In the five years since Community Care Assynt was founded and took on the running of the Assynt Centre in Lochinver the centre has developed into a local health and wellbeing hub. This provides information, support, lunch and activities for older people and those with care needs. It also offers local transport for those who need it to access services.
- Between 2010-2015 the Assynt Centre has served 15529 lunches to local residents.
- Volunteers contributed 1702 hours of their time to drive service-users to and from the Centre in 5 years.
- An additional 3909 hours were worked by volunteers at the Centre helping service-users on location.
The wellbeing-hub plays a key role in bringing people together and signposting service-users to the other social, care and practical services offered by the Assynt Centre. It also provides healthy-eating options, helps people with shopping trips, laundry services and many other basic needs which would otherwise be unmet. Importantly, the Centre hosts regular professional Health and Social care visits and is frequently used by GPs and community nurses to meet with service-users.
The charity’s Board and staff are proud of what has been achieved and that service-users describe the Centre as ‘a good anchor point’ and ‘a lifeline to all of us.’ However, funded by NHS Highlands on a much more restricted budget than the public services were before 2010, the Centre has not being able to replace all services that have been lost, especially the local respite services.
CCA’s Chairman Dr David Slator says ‘In 2010 Assynt was hit by public sector cuts in the same way as many other communities across Scotland and the wider UK. Services had declined for a number of years before, we lost residential respite care, then the Centre closed for good in 2010. Strong community action from the start meant we had our Community Care Assynt Action Group up and running swiftly, allowing us to make a bid to at least rescue core services, which has been a lifeline for many the last 5 years.’
As the local population ages challenges to services in remote rural areas like Assynt keep rising. Community Care Assynt remains dedicated to play a key role in bringing together the community to meet needs.
Dr. David Slator says, ‘We’ve experienced a steep learning curve. In the last year we have successfully consolidated our services and made them sustainable. Looking forward, our focus is less on re-establishing all we lost, but on looking at new ways of providing the best services possible. We are open to exploring ideas around new service and funding models, and we want to reach out to the local population before needs reach a severe level. We will do everything we can to boost self-reliance and independent living, to enable residents to remain in their local community for as long as possible’.

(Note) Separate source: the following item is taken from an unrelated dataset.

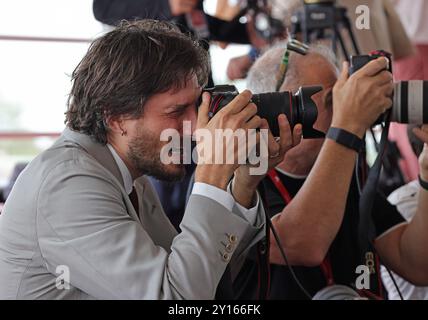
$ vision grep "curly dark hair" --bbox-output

(Editor’s note – this is a rather large 17MB pdf, taking almost a minute to download on our broadband connection!)
- Community Care Assynt Ltd (CCA) is a Registered Charity (Registered charity number: SC044803), based in Lochinver, Sutherland. The project started out as a Community Interest Company and achieved Charitable Status in April 2014.
- The Charity Community Care Assynt is governed by a local Board of Trustees, which is supported by a small staff team, and a significant number of volunteers.
- Lochinver is a coastal village in the parish of Assynt, county Sutherland, Highland, Scotland. With a population of just 600, the Assynt Centre in Lochinver also services the wider community of the area. Overall, the local catchment area of Assynt is estimated to have a population of about 1200.
- A recent report (August 2015) by the Royal College of Nursing in cooperation with Age Scotland has found that the NHS urgently needs to shift resources to community settings in Scotland faster to deal with the increasing number of older people living in rural areas. Covering the areas of NHS Western Isles, NHS Shetland, NHS Orkney, NHS Highland, NHS Dumfries and Galloway, NHS Borders and NHS Grampian (Aberdeenshire), the report ‘Going the Extra Mile‘ found these areas are expected to have a higher proportion of their population aged 65 and over by 2037, in comparison to the rest of Scotland. The situation in Assynt reflects this scenario well.